'Feels More Human', Say Users as Facebook Open-Sources Its Blender Chatbot

Venturebeat | April 30, 2020

  • FAIR claims that Blender, which is available in open source on GitHub, is the largest-ever open-domain chatbot.

  • Blender promises to make interactions with conversational AI systems like Alexa, Siri, and Cortana more natural than before.

  • To achieve Blender’s state-of-the-art performance, researchers at FAIR focused on two engineering steps: blending skills and generation strategy.

Facebook AI Research (FAIR), Facebook’s AI and machine learning division, today detailed work on a comprehensive AI chatbot framework called Blender. FAIR claims that Blender, which is available in open source on GitHub, is the largest-ever open-domain chatbot and outperforms existing approaches to generating dialogue while “feel[ing] more human,” according to human evaluators.

FAIR says Blender is the culmination of years of research to combine empathy, knowledge, and personality into one system. To this end, the underlying models — which benefit from improved decoding and skill blending techniques — contain up to 9.4 billion parameters (configuration variables that define skill on a given problem), or 3.6 times more than previous systems.

Blender promises to make interactions with conversational AI systems like Alexa, Siri, and Cortana more natural than before, whether in enterprise, industrial, or consumer-facing contexts. That’s because they’re able to ask and answer a wide range of questions; display knowledge about specific topics; and express sentiments like empathy, seriousness, or playfulness as circumstances dictate.


Blending skills and generation strategies

To achieve Blender’s state-of-the-art performance, researchers at FAIR focused on two engineering steps: blending skills and generation strategy.

“Blending skills” refers to selecting tasks that outperform larger models that lack tuning. As the FAIR researchers point out in a paper, chatbot improvements can be attained by fine-tuning models on data that emphasizes desirable conversational skills. As it turns out, tuning can also minimize undesirable traits learned from large data sets, such as toxicity.

With respect to generation strategy, the choice of decoding algorithm — the algorithm used to generate text from a language model — has an outsized impact on a chatbot’s responses. Because the length of a bot’s responses tend to correspond to human judgments of quality, decoders that strike an appropriate balance are desirable. Responses that are too short are typically perceived as dull or showing a lack of interest, while those that are too long imply waffling or distraction.

Over the course of these engineering steps, the researchers tested three types of model architectures, all of which used Transformers as a base. Transformers — a Google innovation — contain neurons (mathematical functions) arranged in layers that transmit signals from input data and adjust the strength (weights) of each connection, as with all deep neural networks. That’s how they extract features and learn to make predictions, but Transformers also have attention. This means every output element is connected to every input element and the weightings between them are calculated dynamically.

First up was a retriever model that, given a dialogue history (or context) as input, selected the next dialogue response by scoring a large set of candidate responses and outputting the highest-scoring one.
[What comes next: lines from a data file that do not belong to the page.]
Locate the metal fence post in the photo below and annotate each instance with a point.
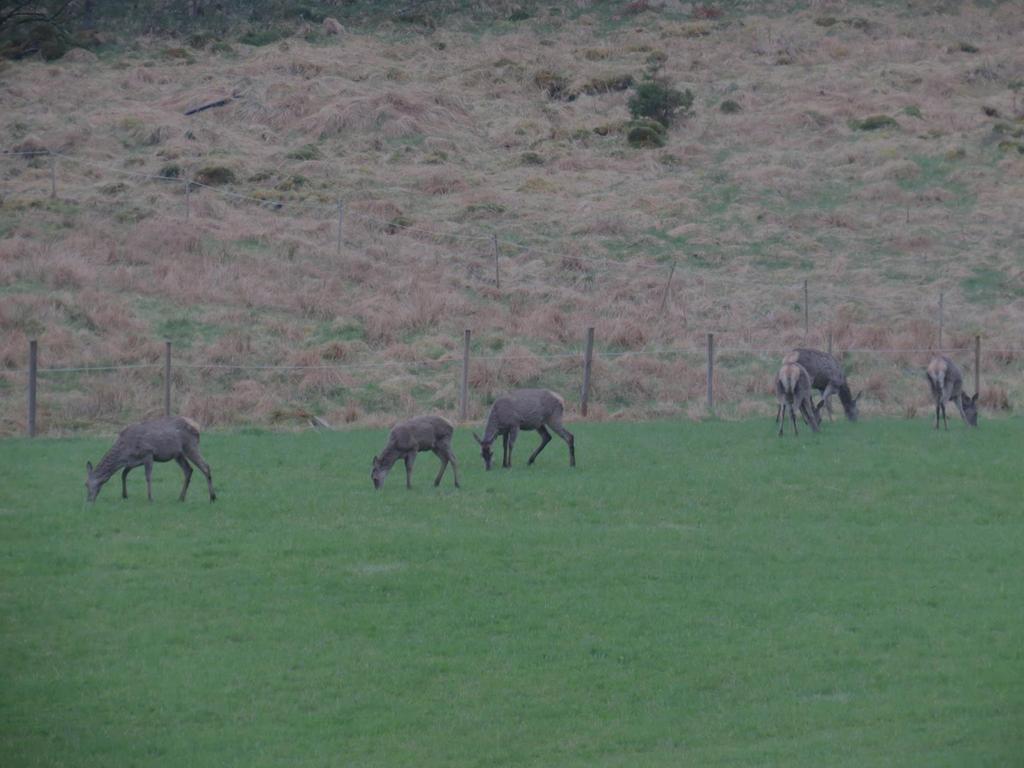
(167, 378)
(977, 364)
(711, 372)
(33, 371)
(588, 364)
(464, 388)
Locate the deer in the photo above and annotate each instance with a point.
(946, 382)
(793, 387)
(524, 410)
(408, 438)
(169, 438)
(827, 377)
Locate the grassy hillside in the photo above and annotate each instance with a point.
(436, 137)
(683, 597)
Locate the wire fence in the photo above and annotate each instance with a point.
(714, 379)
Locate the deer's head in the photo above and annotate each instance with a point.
(378, 473)
(485, 451)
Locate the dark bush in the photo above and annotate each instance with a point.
(657, 100)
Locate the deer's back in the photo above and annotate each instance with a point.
(527, 409)
(165, 437)
(821, 367)
(421, 432)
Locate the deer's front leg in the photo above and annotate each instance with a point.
(410, 459)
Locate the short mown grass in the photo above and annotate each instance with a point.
(691, 594)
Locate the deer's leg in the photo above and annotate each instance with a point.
(568, 437)
(410, 460)
(513, 433)
(545, 439)
(196, 458)
(439, 453)
(186, 469)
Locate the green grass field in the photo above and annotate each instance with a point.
(691, 594)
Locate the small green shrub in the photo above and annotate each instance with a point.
(646, 134)
(215, 175)
(306, 152)
(657, 100)
(875, 123)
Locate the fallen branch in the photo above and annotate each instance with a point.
(209, 105)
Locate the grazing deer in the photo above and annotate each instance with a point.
(946, 382)
(827, 377)
(410, 437)
(524, 409)
(141, 444)
(793, 387)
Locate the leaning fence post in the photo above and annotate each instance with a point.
(711, 372)
(805, 309)
(167, 378)
(498, 274)
(977, 365)
(33, 369)
(341, 220)
(588, 363)
(464, 388)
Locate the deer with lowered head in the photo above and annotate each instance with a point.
(170, 438)
(946, 382)
(524, 410)
(793, 387)
(827, 377)
(408, 438)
The FAIR researchers employed a poly-encoder architecture that encoded features of the context using representations attended to by each candidate response, which they say resulted in improved performance while remaining “tractable” to compute, compared with other architectures, like cross-encoders.
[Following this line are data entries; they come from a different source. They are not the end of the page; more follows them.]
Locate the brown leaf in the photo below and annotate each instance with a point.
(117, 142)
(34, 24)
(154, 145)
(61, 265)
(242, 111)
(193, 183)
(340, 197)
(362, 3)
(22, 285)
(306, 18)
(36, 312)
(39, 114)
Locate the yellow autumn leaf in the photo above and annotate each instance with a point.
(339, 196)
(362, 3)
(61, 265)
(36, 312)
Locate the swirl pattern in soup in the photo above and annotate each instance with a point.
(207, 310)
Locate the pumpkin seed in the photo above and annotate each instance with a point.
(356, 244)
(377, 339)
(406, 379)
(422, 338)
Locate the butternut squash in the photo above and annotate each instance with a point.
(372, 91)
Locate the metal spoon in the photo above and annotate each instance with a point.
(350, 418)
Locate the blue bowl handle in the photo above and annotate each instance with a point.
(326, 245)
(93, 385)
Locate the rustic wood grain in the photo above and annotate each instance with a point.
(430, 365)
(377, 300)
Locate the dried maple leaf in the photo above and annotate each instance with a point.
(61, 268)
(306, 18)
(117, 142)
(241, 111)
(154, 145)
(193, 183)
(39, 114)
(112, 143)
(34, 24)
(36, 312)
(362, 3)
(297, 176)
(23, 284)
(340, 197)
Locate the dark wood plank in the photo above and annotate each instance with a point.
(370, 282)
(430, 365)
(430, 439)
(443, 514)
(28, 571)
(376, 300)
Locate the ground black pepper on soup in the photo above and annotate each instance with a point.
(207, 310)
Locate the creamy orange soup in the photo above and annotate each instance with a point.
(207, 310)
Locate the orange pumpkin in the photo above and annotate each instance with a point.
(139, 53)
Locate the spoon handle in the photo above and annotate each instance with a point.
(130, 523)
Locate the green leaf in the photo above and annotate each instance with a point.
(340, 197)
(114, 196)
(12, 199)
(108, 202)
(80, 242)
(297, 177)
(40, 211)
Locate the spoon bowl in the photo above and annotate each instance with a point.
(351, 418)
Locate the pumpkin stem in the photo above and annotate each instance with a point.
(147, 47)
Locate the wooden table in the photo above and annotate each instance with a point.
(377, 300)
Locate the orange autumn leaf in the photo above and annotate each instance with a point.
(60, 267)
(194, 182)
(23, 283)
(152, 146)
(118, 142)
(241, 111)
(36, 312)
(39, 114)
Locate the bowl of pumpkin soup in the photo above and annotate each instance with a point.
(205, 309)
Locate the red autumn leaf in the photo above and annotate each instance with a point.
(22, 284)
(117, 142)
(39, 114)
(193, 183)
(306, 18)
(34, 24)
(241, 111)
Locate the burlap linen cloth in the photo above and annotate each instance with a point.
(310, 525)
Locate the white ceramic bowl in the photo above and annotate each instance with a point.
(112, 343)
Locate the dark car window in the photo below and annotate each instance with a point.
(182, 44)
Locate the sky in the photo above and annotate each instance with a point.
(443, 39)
The second model was a generator that produced responses rather than retrieving them from a fixed set. Three models were considered by size, ranging from 90 million parameters to 2.7 billion parameters to 9.4 billion parameters.

The third model attempted to address issues with the generator, namely its tendency to synthesize repetitive responses and to “hallucinate” knowledge. It took a “retrieve and refine” (RetNRef) approach, where the above-described retrieval model produced a response when provided a dialogue history, which was then appended to the input sequence of the generator. In this way, the generator learned when to copy elements of responses from the retriever and when not to so it could output more interesting, engaging, and “vibrant” responses. (Retriever models produce human-written responses that tend to include more vibrant language than standard generative models.)
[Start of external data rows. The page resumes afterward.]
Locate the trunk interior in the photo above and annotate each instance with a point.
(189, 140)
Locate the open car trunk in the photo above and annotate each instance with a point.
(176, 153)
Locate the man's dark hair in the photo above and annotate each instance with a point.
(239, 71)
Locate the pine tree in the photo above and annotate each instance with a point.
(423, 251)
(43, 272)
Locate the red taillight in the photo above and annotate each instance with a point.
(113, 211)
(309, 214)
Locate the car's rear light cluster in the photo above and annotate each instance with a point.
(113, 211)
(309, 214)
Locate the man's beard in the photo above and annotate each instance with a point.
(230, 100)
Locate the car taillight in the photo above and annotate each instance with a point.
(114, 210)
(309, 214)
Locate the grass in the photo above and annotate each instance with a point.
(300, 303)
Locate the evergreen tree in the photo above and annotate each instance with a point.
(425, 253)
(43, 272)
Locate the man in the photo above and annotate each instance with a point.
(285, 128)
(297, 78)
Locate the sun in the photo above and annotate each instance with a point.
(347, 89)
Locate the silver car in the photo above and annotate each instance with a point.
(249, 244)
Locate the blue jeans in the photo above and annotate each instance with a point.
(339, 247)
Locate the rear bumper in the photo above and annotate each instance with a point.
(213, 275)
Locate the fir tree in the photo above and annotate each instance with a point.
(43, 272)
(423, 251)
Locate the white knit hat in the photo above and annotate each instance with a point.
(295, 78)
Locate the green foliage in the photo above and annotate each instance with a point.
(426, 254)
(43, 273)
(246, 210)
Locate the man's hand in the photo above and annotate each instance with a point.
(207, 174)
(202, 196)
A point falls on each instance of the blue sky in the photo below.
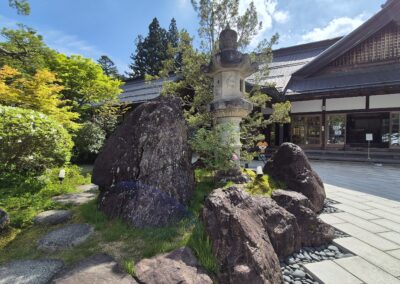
(95, 27)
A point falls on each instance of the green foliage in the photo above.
(108, 67)
(85, 82)
(215, 15)
(152, 50)
(31, 142)
(263, 185)
(22, 6)
(129, 267)
(213, 150)
(24, 50)
(89, 140)
(24, 197)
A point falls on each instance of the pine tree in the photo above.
(108, 66)
(150, 52)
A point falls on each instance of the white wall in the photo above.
(384, 101)
(346, 103)
(307, 106)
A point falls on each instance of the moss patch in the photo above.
(261, 185)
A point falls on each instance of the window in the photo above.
(306, 130)
(395, 130)
(336, 129)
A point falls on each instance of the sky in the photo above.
(96, 27)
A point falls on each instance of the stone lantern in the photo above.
(229, 68)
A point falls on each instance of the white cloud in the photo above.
(336, 27)
(70, 44)
(268, 12)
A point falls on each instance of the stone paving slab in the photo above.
(375, 256)
(29, 271)
(65, 237)
(391, 236)
(97, 269)
(91, 187)
(331, 219)
(383, 214)
(75, 198)
(329, 272)
(388, 224)
(367, 237)
(395, 253)
(362, 223)
(365, 271)
(357, 212)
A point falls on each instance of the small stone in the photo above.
(29, 271)
(287, 278)
(333, 248)
(65, 237)
(53, 217)
(299, 274)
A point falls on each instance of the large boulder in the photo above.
(4, 219)
(99, 269)
(140, 205)
(290, 165)
(313, 231)
(178, 266)
(235, 223)
(150, 146)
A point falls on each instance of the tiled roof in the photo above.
(286, 61)
(137, 91)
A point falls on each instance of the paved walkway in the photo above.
(374, 226)
(383, 181)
The FAIR team paired a Wizard Generative model with another retriever that together determined when to incorporate knowledge into chatbot responses. The two models produce a set of initial knowledge candidates and then rank those candidates, after which they select a single sentence and use it to condition response generation. A classifier chooses whether to perform retrieval or not on a per-dialogue basis so as to avoid serving knowledge when it’s not required.




For the generative models, the FAIR researchers used a beam search decoder method to generate responses to given dialogue contexts. Beam search maintains a set of partially decoded sequences, called hypotheses, that are appended to form sequences and then scored so the best sequences bubble to the top.

To control the length of the chatbot’s responses, the FAIR team considered two approaches: a hard constraint on the minimum generation length and a classifier that predicted the length of responses and set the minimum generation length constraint to its corresponding prediction. The latter was more complex but resulted in variable-length responses to questions, ensuring the chatbot served long responses when they seemed appropriate.


Training the models

To prep the various models that make up Blender, the researchers first performed pretraining, a step that conditions machine learning models for particular tasks. They used Facebook’s own Fairseq, a toolkit that supports the training of custom language models, with data samples from a Reddit corpus containing 1.5 billion comments (with two sets of 360,000 comments each reserved for validation and testing) pruned for known bots, non-English subreddits, deleted comments, comments with a URL, and comments of a certain length.

Next, the FAIR team fine-tuned the models using another Facebook-developed suite — ParlAI — designed for training and testing dialogue models. One training corpus selected was ConvAI2, which contains 140,000 utterances involving paired volunteers getting to know each other by asking and answering friendly questions. Another was Empathetic Dialogues, which consists of 50,000 crowdsourced utterances grounded in an emotional situation. Yet another data set — the Wizard of Wikipedia — comprises 194,000 utterances of 1,250 topics, where each conversation begins with a randomly chosen topic and the goal is to display expert knowledge.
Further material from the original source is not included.